<div class="alert alert-block alert-info">
<h3> <b> Part 4. Data Munging <b></h3>
<div>

❓ **Your challenge**: 

- Use your best judgement to determing the join conditions for the data sets you cleand already: `flights_cleaned`, `tickets_cleaned`, `airport_codes_cleaned`
- Read the case carefully, you may need to figure out how to calculate certain KPIs in a reasonable way

💡 Suggested methodology:
- Use the notebook below to write and test your code step-by-step first
- Create any functions and put them in a .py file to join data if necessary 

In [1]:
# Add any packages you need here
import pyforest
import copy
import string
import missingno as msno
import requests
import zipfile
import os

from Airport.get_data import GetData
from Airport import check_data, fix_data

import warnings
warnings.filterwarnings("ignore")

pd.set_option("display.max_rows", None)
pd.set_option("display.max_columns", None)
pd.set_option("display.max_colwidth", None)
pd.set_option("display.float_format", lambda x: "%.2f" %x) # suppress scientific notation

# This can help to autoreload the packages you create
%load_ext autoreload
%autoreload 2

<IPython.core.display.Javascript object>

<IPython.core.display.Javascript object>

<IPython.core.display.Javascript object>

<IPython.core.display.Javascript object>

<div class="alert alert-block alert-success">
<h4> <b> 1. Import Data <b></h4>
<div>

👉 Import three datasets- `flights_cleaned`, `tickets_cleaned`, `airport_codes_cleaned` we cleaned in the previous section for later usage, you can discard attributes that you identified unnecessary for further analysis

In [3]:
# Import the datasets - write your code here
flights = pd.read_csv(os.path.join("Raw Data", "flights_cleaned.csv"))
tickets = pd.read_csv(os.path.join("Raw Data", "tickets_cleaned.csv"))
airport_codes = pd.read_csv(os.path.join("Raw Data", "airport_codes_cleaned.csv"))

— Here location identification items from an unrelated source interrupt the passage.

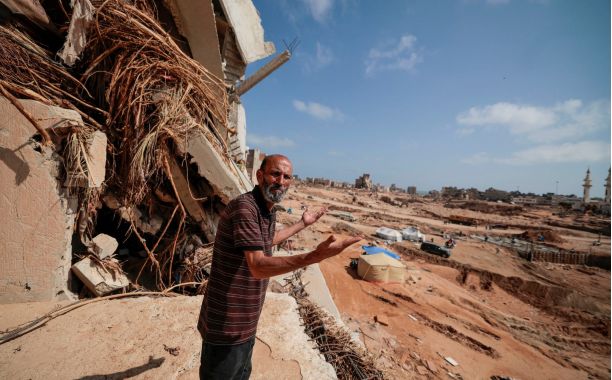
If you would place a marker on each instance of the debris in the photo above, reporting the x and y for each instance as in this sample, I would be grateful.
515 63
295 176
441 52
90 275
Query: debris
103 246
99 281
451 361
86 163
431 366
381 319
174 351
82 14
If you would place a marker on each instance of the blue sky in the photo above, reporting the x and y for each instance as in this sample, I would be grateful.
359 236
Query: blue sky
470 93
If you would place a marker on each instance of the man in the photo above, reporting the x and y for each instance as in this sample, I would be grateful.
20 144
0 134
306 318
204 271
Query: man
242 263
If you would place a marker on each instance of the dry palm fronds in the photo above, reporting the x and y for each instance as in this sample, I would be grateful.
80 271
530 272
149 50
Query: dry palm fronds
76 156
28 71
194 264
109 265
152 90
350 360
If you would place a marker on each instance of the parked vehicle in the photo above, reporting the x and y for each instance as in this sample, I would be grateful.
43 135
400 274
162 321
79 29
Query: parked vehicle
435 249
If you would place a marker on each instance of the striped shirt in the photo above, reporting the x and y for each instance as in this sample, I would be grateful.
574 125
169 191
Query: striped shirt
234 298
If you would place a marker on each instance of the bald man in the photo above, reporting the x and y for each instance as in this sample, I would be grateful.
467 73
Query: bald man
243 263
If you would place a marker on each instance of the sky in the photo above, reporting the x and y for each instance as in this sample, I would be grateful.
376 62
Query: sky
508 94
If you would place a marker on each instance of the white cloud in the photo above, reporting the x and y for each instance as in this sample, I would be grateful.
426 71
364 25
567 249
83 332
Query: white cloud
563 121
584 151
478 158
317 110
324 55
269 141
401 56
319 9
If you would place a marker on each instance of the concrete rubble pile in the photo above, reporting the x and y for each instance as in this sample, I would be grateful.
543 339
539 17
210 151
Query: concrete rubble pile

<IPython.core.display.Javascript object>

<IPython.core.display.Javascript object>

<IPython.core.display.Javascript object>

In [5]:
airport_codes = airport_codes[["IATA_CODE", "TYPE"]].drop_duplicates()

<div class="alert alert-block alert-success">
<h4> <b> 2.Data Munging <b></h4>
<div>

#### a) Flights

👉 Follow the instructions below to enrich your `flights` data by generating new features:

> 1. Add a new feature `ROUND_TRIP_ROUTE` - An example of a round
trip route is the combination of JFK to ORD and ORD to JFK. The opposite order of the
route, ORD to JFK and JFK to ORD, would be considered the same round trip

In [6]:
flights['ROUND_TRIP_ROUTE'] = flights.apply(lambda x: '-'.join(set([x['ORIGIN'], x['DESTINATION']])), axis = 1)

In [189]:
flights["ROUND_TRIP_ROUTE"] = \
            np.where(flights['ORIGIN'] < flights['DESTINATION'], \
                     flights['ORIGIN'] + '-' + flights['DESTINATION'], \
                     flights['DESTINATION'] + '-' + flights['ORIGIN'])

<IPython.core.display.Javascript object>

> 2. Add a new feature `COST_BASE`, which comprises of cost of:
-  Fuel, Oil, Maintenance, Crew 8 USD per mile total
- Depreciation, Insurance, Other 1.18 USD per mile total

In [7]:
# Fuel, Oil, Maintenance, Crew + Depreciation, Insurance, Other Costs
flights["COST_BASE"] = flights["DISTANCE"] * (8 + 1.18)

> 3. Add a new feature `COST_AIRPORT_OP`, which stands for Airport operational costs for the right to use the airports and related services are fixed at 5,000 USD for medium airports and $10,000 for large airports. There is one charge for each airport where a flight lands. Thus, a round trip flight has a total of two airport charges

In [8]:
flights = flights.\
            merge(airport_codes.add_prefix("ORIGIN_"), \
                  left_on = "ORIGIN", right_on = "ORIGIN_IATA_CODE").\
            merge(airport_codes.add_prefix("DEST_"), \
                  left_on = "DESTINATION", right_on = "DEST_IATA_CODE")

In [9]:
# Airport operational costs
flights["COST_AIRPORT_OP"] = \
            np.where(flights["ORIGIN_TYPE"] == "large_airport", 10000, 5000) + \
            np.where(flights["DEST_TYPE"] == "large_airport", 10000, 5000)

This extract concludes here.